Skar unterdrückte ein Lächeln. Noch vor einer Woche hätte Kiinas Antwort zu fliehen gelautet, und zwar mit derselben Selbstverständlichkeit. Aber er hob sich seine Zufriedenheit für später auf und schüttelte den Kopf. »Du bleibst hier«, befahl er. »Ich gehe.«

»Du?« Es kostete Kiina sichtliche Mühe, nicht verächtlich die Lippen zu schürzen oder eine abfällige Bemerkung zu machen, aber irgend etwas mußte in seinem Blick sein, was ihr klar machte, daß Widerspruch in diesem Moment nicht sinnvoll war. Nach einer Sekunde zog sie die Hand zurück und zuckte verärgert mit den Schultern. »Soll ich dir versprechen, hier auf dich zu warten?« fragte sie.
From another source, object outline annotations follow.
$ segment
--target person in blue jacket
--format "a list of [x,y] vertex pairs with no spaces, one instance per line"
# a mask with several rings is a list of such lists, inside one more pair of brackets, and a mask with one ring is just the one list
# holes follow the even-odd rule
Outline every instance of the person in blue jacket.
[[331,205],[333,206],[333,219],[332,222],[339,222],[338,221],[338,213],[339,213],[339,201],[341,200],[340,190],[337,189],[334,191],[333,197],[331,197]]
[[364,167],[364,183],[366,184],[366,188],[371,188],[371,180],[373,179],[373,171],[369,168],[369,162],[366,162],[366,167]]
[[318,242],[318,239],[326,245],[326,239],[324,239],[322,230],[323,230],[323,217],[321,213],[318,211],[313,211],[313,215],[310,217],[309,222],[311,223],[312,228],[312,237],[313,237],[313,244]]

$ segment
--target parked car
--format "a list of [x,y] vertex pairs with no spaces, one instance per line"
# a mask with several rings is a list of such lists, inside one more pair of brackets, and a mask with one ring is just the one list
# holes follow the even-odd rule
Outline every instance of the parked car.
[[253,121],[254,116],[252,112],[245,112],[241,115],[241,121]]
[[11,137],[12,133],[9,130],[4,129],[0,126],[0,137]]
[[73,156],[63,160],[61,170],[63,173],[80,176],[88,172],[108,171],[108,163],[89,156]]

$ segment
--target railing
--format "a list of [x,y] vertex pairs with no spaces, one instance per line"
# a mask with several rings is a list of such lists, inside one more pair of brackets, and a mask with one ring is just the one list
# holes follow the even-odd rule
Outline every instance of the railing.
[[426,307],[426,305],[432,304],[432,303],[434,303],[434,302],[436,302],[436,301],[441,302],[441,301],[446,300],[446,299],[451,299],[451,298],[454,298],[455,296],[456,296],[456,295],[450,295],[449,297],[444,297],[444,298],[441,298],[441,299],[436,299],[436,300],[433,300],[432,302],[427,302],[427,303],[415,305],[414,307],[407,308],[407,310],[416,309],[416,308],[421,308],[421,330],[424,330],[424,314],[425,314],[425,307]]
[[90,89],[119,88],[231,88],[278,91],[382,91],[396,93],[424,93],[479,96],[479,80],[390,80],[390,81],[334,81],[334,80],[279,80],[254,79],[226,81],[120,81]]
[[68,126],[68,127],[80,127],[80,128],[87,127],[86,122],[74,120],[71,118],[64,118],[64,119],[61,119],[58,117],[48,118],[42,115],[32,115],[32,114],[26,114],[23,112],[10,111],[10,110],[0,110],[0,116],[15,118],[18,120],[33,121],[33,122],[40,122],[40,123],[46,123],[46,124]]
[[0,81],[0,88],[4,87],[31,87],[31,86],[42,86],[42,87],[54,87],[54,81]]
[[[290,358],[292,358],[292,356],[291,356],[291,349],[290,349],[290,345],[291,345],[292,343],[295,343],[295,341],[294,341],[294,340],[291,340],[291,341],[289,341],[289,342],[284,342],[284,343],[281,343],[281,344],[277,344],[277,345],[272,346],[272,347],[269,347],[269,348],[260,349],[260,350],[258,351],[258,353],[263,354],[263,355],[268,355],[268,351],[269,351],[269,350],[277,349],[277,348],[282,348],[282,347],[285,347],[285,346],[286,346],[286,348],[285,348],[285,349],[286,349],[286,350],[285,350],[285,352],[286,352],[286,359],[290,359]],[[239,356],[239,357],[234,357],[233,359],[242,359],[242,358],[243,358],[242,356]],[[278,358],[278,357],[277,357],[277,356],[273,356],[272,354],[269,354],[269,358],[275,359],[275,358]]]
»Dieses Versprechen würdest du sowieso nicht halten, oder?« fragte Skar.

»Kaum.«

»Du bleibst hier«, sagte Skar. »Behalte die Straße im Auge, bis ich verschwunden bin, dann kommst du mir nach. Aber vorsichtig. Ich brauche jemanden, der meinen Rücken deckt, niemanden, der Heldentaten vollbringt. Hast du das verstanden?«

Sie nickte wortlos, aber vielleicht war es gerade die knappe Art ihrer Antwort, die ihn davon überzeugte, daß sie tun würde, was er verlangte. Auch sie hatte sich verändert, begriff er plötzlich. Sie hatte angefangen, ein Gespür für Gefahr zu entwickeln. Er drehte sich zur Tür und spähte noch einmal auf die Straße hinaus. Sie lag noch immer still da. Die drei Türen, die er sehen konnte, waren geschlossen, und in den Häusern rührte sich nichts. Er hörte auch keinen Laut. Die Stadt schien ausgestorben zu sein. Trotzdem erfüllte ihn der Gedanke, dort hinausgehen zu sollen, mit allem anderen als Zuversicht. Es war eine winzige Stadt, aber es war eine Stadt der Quorrl, die ihn in Stücke reißen würden, noch ehe er Gelegenheit fand, irgend etwas zu erklären. Behutsam schob er die Klinge seines Schwertes unter den Riegel und versuchte ihn anzuheben. Er bewegte sich leichter, als er erwartet hatte. Aber nur im ersten Moment. Dann verkantete er sich, mit einem Ruck, der Skar klar machte, daß er sich nie wieder bewegen würde. Mit einem bedauernden Seufzer zog er das Schwert zurück, schob es oberhalb des Riegels erneut durch den Türspalt und ließ die Klinge mit aller Gewalt niedersausen. Der rasiermesserscharfe Stahl seines Satai-Schwertes zerschnitt das morsche Holz fast ohne spürbaren Widerstand. Aber es gab einen peitschenden Knall, der in Skars Ohren wie ein Kanonenschuß klang und endlos zwischen den Häusern der schmalen Gasse widerzuhallen schien.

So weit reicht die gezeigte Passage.